Bon, ça, c'était le script que je m'étais fait.
Dans
Beyrouth-sur-Seine, il y a un peu de cela. le titre, déjà, contient l'amusante promesse d'un monde libanais patiemment recréé à Paris. Avec tout ce que cela induit d'impossibilités - le soleil de Beyrouth à Paris, gageure -, de bricolages émouvants avec la mémoire, les objets, les photos. On y trouve du sumac aussi, un peu d'origan, une mère excessive, un père drôle parce que volcanique, de grands élans, et la guerre, la guerre, la guerre.
Sabyl Ghoussoub entreprend ainsi de nous raconter la vie de ses parents depuis leur arrivée en France dans les années 70. L'incipit pose l'ambiance : « « Tu veux que je te raconte ma vie en arabe ou en français ? » m'a demandé mon père et il a ajouté « Tu comprends l'arabe ? » alors qu'il a été mon professeur d'arabe pendant trois longues années où je vivais chacune de ses leçons comme un calvaire sans fin. Je venais de brancher un micro sur sa chemise de pyjama qu'il traîne depuis mes cinq ans. »

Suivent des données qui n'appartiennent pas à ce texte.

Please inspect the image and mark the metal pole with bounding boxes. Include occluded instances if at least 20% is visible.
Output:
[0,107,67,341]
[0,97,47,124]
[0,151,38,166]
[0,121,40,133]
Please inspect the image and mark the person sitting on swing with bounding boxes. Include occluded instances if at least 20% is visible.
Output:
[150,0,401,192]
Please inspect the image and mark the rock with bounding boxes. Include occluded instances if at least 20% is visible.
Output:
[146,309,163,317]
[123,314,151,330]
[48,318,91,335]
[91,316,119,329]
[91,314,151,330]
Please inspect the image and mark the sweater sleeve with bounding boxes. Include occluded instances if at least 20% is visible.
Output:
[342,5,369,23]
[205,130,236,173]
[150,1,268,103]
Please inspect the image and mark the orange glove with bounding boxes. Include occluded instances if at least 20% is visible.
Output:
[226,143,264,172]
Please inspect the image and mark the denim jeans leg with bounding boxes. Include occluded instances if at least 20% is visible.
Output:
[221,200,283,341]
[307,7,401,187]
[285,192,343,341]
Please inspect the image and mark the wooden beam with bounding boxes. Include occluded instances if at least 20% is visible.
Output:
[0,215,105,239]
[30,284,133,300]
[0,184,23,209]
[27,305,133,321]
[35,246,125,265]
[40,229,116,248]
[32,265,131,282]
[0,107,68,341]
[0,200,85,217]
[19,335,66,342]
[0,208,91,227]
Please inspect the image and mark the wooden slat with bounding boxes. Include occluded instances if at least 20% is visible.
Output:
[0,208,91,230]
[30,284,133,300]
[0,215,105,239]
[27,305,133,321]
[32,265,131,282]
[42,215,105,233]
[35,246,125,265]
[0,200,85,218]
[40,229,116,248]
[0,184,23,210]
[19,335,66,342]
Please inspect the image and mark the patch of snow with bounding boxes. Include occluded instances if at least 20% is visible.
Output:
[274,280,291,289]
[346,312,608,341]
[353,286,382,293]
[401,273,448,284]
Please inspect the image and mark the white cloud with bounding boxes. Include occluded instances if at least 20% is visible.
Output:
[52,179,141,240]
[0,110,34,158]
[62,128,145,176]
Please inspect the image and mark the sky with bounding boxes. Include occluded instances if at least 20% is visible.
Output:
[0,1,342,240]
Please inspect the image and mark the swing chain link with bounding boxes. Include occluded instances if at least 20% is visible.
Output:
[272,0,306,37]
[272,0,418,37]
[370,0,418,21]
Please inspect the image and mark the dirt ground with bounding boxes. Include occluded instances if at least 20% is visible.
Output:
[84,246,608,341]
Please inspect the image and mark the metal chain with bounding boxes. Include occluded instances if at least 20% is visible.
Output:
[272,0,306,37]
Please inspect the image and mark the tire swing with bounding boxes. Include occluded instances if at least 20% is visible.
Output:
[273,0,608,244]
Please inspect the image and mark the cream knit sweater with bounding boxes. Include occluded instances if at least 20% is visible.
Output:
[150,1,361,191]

Parents impossibles, contradictoires qui prennent à rebours l'intention du narrateur, se défilent et préfèrent partir sur leurs grands chevaux à la recherche de leurs thèmes favoris : l'importance de la famille pour sa mère, les livres pour son père. Les chapitres sont courts. Heureusement. Ils ne suivent rien de chronologique. Ils ne permettent pas non plus une progression logique dans les événements. Ils confrontent le plus souvent les parents de
Sabyl Ghoussoub avec les faits de guerre qui se déroulent ces années là au Liban. Ou les attentats à la bombe qui endeuillent les rues de Paris dans les années 80. Ils racontent un peu aussi la soeur de
Sabyl Ghoussoub qui surfe et semble étanche à toute atteinte de nostalgie libanaise, sa vie à lui, Sabyl aussi. Les quelques années où il a tenté de vivre au Liban, la manière dont il a dû en revenir.

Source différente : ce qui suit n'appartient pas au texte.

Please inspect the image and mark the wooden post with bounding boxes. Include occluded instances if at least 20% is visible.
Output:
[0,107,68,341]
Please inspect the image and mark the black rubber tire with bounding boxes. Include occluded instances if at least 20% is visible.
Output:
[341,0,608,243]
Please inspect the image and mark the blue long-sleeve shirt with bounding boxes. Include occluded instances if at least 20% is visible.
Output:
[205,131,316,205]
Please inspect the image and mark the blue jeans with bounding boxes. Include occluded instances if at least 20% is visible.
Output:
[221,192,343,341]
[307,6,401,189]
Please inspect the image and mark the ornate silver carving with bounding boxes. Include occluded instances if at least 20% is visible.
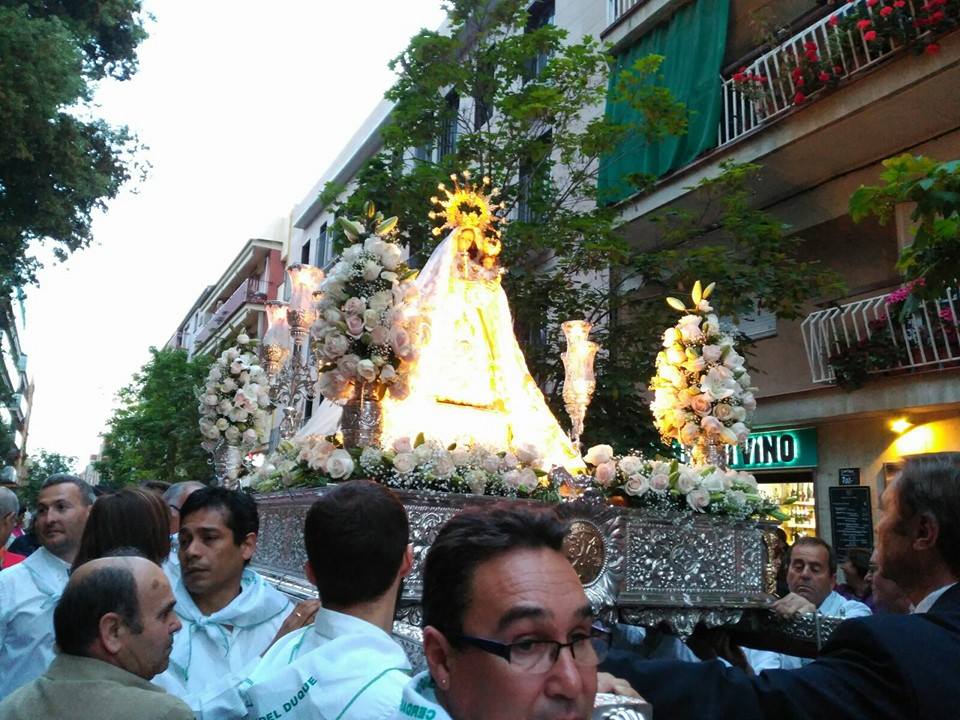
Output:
[254,488,830,640]
[340,383,383,447]
[593,693,653,720]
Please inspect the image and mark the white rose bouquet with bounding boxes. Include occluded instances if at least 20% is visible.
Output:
[311,203,420,402]
[584,445,787,520]
[253,434,560,502]
[198,334,273,452]
[650,280,757,456]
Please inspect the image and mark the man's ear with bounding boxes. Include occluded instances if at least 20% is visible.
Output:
[400,543,413,577]
[423,625,452,690]
[913,513,940,551]
[240,533,257,560]
[99,613,127,655]
[303,560,317,587]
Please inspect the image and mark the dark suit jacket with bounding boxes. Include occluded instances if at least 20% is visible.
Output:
[601,585,960,720]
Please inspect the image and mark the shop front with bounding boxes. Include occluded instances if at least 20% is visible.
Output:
[728,427,818,544]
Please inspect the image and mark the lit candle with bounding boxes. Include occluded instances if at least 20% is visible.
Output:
[263,300,290,347]
[287,264,323,310]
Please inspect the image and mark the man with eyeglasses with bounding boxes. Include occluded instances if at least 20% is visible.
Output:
[395,507,626,720]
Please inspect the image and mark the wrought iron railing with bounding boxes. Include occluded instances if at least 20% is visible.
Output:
[720,0,914,147]
[800,286,960,383]
[607,0,643,25]
[193,278,270,347]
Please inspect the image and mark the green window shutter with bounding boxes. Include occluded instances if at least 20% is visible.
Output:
[597,0,730,204]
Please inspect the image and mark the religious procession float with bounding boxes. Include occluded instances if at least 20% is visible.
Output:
[201,172,830,716]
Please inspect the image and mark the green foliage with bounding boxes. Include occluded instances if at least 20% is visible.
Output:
[0,0,146,292]
[850,153,960,317]
[318,0,835,450]
[17,450,77,508]
[97,348,212,487]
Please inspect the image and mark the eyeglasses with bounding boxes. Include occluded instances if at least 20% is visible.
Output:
[450,625,612,673]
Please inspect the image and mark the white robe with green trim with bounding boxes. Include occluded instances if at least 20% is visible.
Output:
[194,608,411,720]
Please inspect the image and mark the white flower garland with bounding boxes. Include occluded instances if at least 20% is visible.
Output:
[311,205,421,402]
[199,335,273,452]
[650,280,757,446]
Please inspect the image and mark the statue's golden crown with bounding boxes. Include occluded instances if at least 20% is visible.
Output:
[429,170,504,277]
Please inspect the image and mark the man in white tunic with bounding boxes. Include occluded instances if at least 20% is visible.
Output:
[153,488,293,706]
[163,480,206,587]
[195,480,413,720]
[744,537,873,673]
[0,474,94,699]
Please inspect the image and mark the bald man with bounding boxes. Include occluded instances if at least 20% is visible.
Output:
[0,557,193,720]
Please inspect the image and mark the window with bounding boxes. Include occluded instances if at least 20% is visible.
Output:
[517,132,553,222]
[526,0,556,81]
[413,145,433,162]
[437,90,460,160]
[473,62,496,132]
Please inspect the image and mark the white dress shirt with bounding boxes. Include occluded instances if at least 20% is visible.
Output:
[194,608,410,720]
[0,547,70,699]
[153,568,293,707]
[743,591,873,674]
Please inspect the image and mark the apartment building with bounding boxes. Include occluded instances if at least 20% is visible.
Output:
[282,0,960,548]
[166,238,285,357]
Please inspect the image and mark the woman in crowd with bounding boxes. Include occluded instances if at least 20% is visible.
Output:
[73,488,170,569]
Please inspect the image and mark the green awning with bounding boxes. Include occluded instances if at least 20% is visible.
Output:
[597,0,730,204]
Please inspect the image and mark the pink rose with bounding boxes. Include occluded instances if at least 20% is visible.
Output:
[343,298,367,315]
[347,315,363,337]
[690,394,713,417]
[594,460,617,487]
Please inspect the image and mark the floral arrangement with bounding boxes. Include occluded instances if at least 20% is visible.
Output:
[199,334,273,452]
[780,41,843,105]
[251,434,559,501]
[584,445,787,520]
[650,280,757,456]
[730,66,770,108]
[311,203,420,402]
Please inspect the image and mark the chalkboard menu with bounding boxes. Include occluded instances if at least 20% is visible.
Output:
[829,485,873,556]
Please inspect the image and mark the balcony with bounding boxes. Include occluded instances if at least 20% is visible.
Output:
[193,278,270,348]
[607,0,642,25]
[717,1,928,147]
[800,286,960,383]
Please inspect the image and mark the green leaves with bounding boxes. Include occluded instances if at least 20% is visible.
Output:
[849,154,960,314]
[0,0,146,294]
[97,348,212,487]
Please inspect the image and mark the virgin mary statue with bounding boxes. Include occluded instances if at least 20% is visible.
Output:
[300,180,583,470]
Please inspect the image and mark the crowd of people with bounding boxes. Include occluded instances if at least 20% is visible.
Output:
[0,453,960,720]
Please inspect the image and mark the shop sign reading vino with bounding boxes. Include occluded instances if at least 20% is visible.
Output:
[727,428,817,470]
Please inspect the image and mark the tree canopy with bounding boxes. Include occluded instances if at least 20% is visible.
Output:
[96,348,212,487]
[323,0,836,449]
[0,0,146,293]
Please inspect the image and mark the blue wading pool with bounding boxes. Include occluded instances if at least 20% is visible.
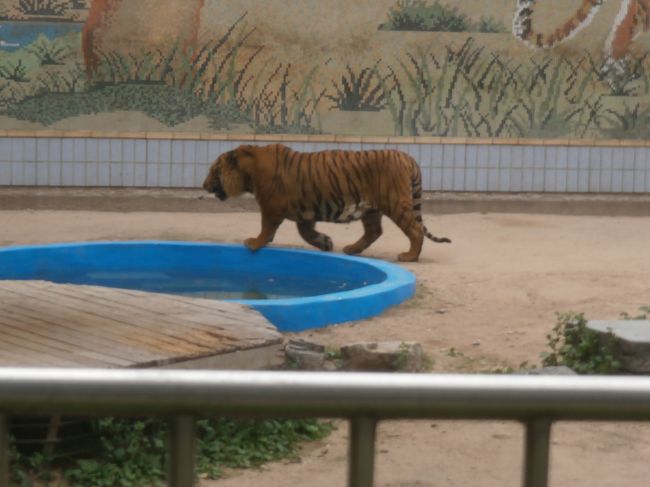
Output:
[0,241,415,331]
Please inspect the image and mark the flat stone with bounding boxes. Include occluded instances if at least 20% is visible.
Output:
[516,365,577,375]
[587,320,650,374]
[341,342,424,372]
[284,340,325,370]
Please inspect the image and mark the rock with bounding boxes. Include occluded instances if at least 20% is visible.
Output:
[341,342,424,372]
[284,340,326,370]
[517,365,577,375]
[82,0,205,75]
[587,320,650,374]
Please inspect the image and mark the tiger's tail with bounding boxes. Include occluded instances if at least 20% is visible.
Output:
[411,161,451,243]
[512,0,606,48]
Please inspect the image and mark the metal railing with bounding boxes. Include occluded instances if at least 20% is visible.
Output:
[0,368,650,487]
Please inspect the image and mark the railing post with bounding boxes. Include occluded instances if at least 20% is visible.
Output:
[348,417,377,487]
[167,416,196,487]
[524,419,551,487]
[0,414,11,487]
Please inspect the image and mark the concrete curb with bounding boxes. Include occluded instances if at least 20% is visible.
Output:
[0,187,650,216]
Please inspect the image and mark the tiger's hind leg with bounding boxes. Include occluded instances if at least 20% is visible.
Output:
[343,210,383,255]
[296,221,334,252]
[387,203,424,262]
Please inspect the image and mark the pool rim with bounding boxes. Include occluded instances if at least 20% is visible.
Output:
[0,240,415,331]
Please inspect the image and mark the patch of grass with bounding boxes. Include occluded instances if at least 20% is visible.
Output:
[621,306,650,320]
[385,37,608,138]
[542,313,622,374]
[379,0,507,32]
[26,37,70,66]
[598,103,650,139]
[325,61,386,112]
[11,418,333,487]
[0,59,29,83]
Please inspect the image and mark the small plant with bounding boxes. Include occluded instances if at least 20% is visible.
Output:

Empêtrée dans ce livre qui plombait tout espoir, à force de bombes, d'attentats terroristes au Liban et en France, répliques insupportables d'un conflit déporté, j'ai failli laisser tomber. C'est là qu'est arrivé ce passage : « Mon père, lui, je ne comprends pas ce qu'il fait durant ces années. Il reste vague. La vie de mes parents, c'est comme la guerre du Liban. Plus je m'y plonge, moins j'y comprends quelque chose. J'arrive à situer les protagonistes, quelques moments marquants me restent, puis, ensuite je perds. Trop de dates, d'événements, de trous, de silences, de contradictions. Je me demande si cela m'intéresse vraiment d'y comprendre quelque chose. Finalement, à quoi bon ? » Ah, ce soulagement à savoir qu'on était deux à être paumés !
Ceci posé, une fois que l'on admet tout ce qu'on ne trouvera pas dans ce livre, on peut être sensible à tout ce qui s'y trouve. L'hommage plein d'amour d'un homme pour ses parents, la manière dont ils traversent cette existence qu'ils n'ont pas choisi. « A côté de ces hommes qui donnent constamment leur avis sur Facebook ou dans des blogs, le silence de mon père est immense. Il n'est sur aucun des réseaux sociaux. Il n'a même pas de smartphone. Mon père n'est d'aucun milieu, d'aucun monde. Mon père est un homme seul, dans ce que la solitude a de plus grand. Je l'admire mon père. Un jour, je deviendrai muet comme lui. » le constat à peine amer que, pour beaucoup de Français, Libanais, Irakiens, Iraniens, c'est du pareil au même, des bougnouls. L'apaisement peut-être de comprendre que le Liban qu'aime
Sabyl Ghoussoub, c'est celui qui vit, à Paris, dans l'immeuble de son enfance. Que le Liban, ce sont ses parents.